Summary of GM 1398 — Act 295 (SB66, CD1)
GM 1398 serves to inform the Legislature that SB66, CD1, was signed into law by the Governor as Act 295 on July 3, 2025. The act relates to housing and establishes an expedited permit process for certain housing projects, with a targeted duration through June 30, 2031.
Purpose and intent
- Address Hawai‘i’s housing shortage by accelerating the permitting process for single-family and multi-family housing projects.
- Respond to historically long building-permit processing times that deter housing development and raise project costs.
- Create a clear, time-bound pathway for expedited review while maintaining essential review safeguards, including infrastructure availability, historic and environmental considerations, and code compliance.
Key provisions and changes
1) Establishment of Expedited Permits (new §46-)
- The act adds a new statutory mechanism to Hawai‘i Revised Statutes Chapter 46 to provide expedited permit approvals for housing projects in each county.
- Eligible projects: single-family and multi-family housing projects.
2) Eligibility and Request Process (subsection (b))
- An applicant or its agent may request an expedited permit if 60 business days have elapsed after the application was deemed complete by the relevant county agency and full approval has not been issued.
- Required components of the expedited-permit request:
- A full and complete set of project plans.
- Statements or evidence from relevant permitting agencies that adequate infrastructure capacity is available to service the project site and specified improvements.
- Insurance and indemnity documents from all licensed professionals on record, including:
- Policies naming the State and county as additional insureds.
- Coverage amounts of at least $2,000,000.
- Indemnification and hold-harmless language protecting the State, county, and their personnel.
- A statement that sixty business days have elapsed without county approval.
- The required county contractor’s statement.
3) Completeness Criteria (subsection (c))
- For an expedited-permit request to be considered complete, the county may rely on:
- A reasonable, good-faith determination by qualified professionals (architecture, archaeology, architectural history, physical anthropology) that the project is not likely to affect historic properties, archaeological resources, or burial sites; or that the project has been submitted to the State Historic Preservation Division and the 6E process has been completed.
- Documentation that the project does not encroach on FEMA flood hazard areas (A or V zones) or has county review/permits for floodplain management.
- The project height not exceeding thirty feet.
- The project not located on a shoreline parcel or on a parcel impacted by waves, storm waves, high tide, or shoreline erosion, and compliance with applicable laws and procedures.
4) Timeframe and Sunset
- The expedited-permit process is designed to expedite review time for qualifying housing projects.

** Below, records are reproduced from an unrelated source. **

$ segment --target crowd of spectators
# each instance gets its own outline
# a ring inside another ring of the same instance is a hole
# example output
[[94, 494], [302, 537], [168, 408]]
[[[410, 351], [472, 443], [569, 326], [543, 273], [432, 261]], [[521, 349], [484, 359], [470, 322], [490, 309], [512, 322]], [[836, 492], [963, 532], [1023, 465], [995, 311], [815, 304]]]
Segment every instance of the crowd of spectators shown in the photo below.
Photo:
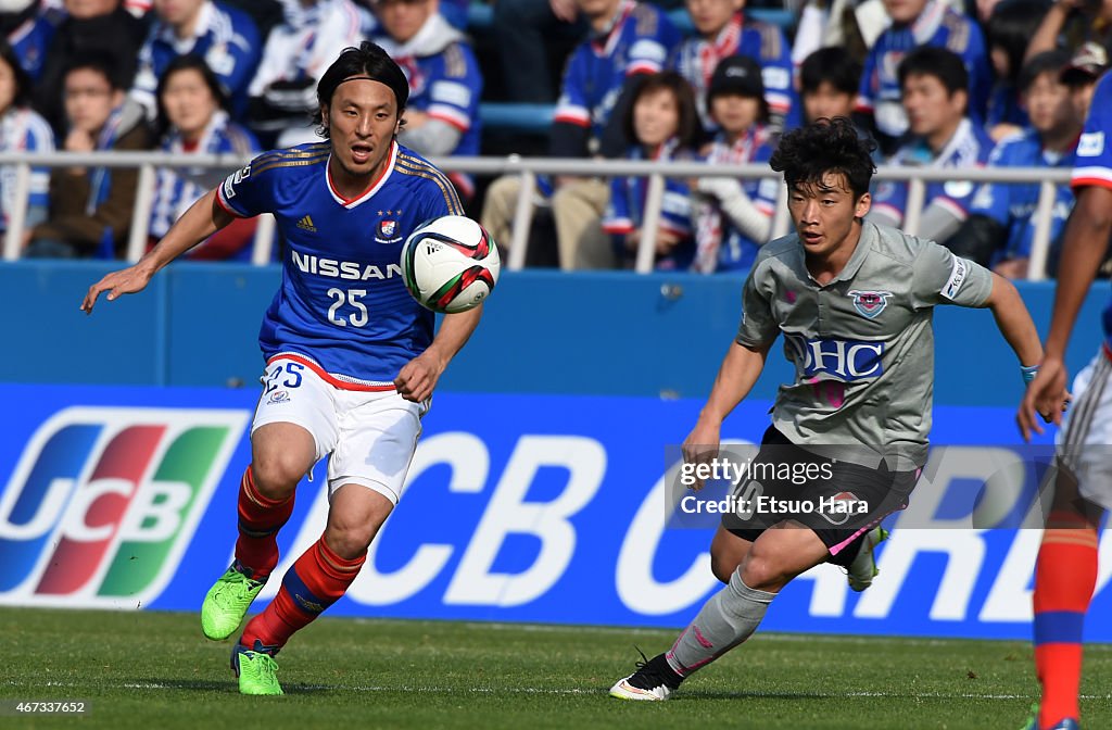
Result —
[[[409, 79], [400, 141], [423, 155], [487, 151], [490, 82], [554, 105], [548, 152], [585, 162], [582, 176], [542, 178], [535, 199], [562, 268], [629, 267], [644, 234], [646, 180], [593, 177], [589, 160], [762, 162], [785, 129], [851, 116], [877, 164], [955, 170], [927, 186], [921, 235], [1021, 278], [1039, 184], [976, 186], [960, 170], [1070, 167], [1112, 46], [1112, 0], [806, 0], [790, 4], [788, 28], [752, 18], [746, 0], [493, 4], [483, 56], [468, 0], [7, 0], [0, 149], [250, 155], [314, 141], [319, 73], [369, 38]], [[0, 168], [4, 229], [14, 177]], [[508, 245], [518, 178], [451, 179]], [[212, 184], [203, 169], [159, 170], [151, 243]], [[121, 255], [136, 185], [133, 169], [33, 169], [24, 256]], [[771, 180], [668, 180], [656, 267], [744, 270], [777, 195]], [[905, 185], [881, 181], [873, 198], [871, 218], [903, 221]], [[1051, 268], [1072, 204], [1063, 184]], [[192, 256], [247, 258], [251, 236], [244, 223]]]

- The expedited review provisions are set to be in effect until June 30, 2031.
Who is affected
- Local counties (including the City and County of Honolulu and other counties) that administer building permits.
- Housing developers and their agents/applicants seeking expedited permits.
- Licensed professionals (architects, engineers, archaeologists, etc.) who prepare plans and provide required documentation.
- Insurers and risk managers due to the mandatory hold-harmless and insurance provisions.
Procedural and timeline aspects
- Trigger: 60-business-day lapse after a complete application without full county approval allows an expedited-permit request.
- Requirements must accompany the expedited request to be deemed complete.
- The act adds a defined, expedited pathway within the existing permitting framework (Chapter 46), with a sunset in mid-2031.
Note: The bill text included in GM 1398 contains sections that are partially truncated. The above reflects the core provisions clearly stated in the available text.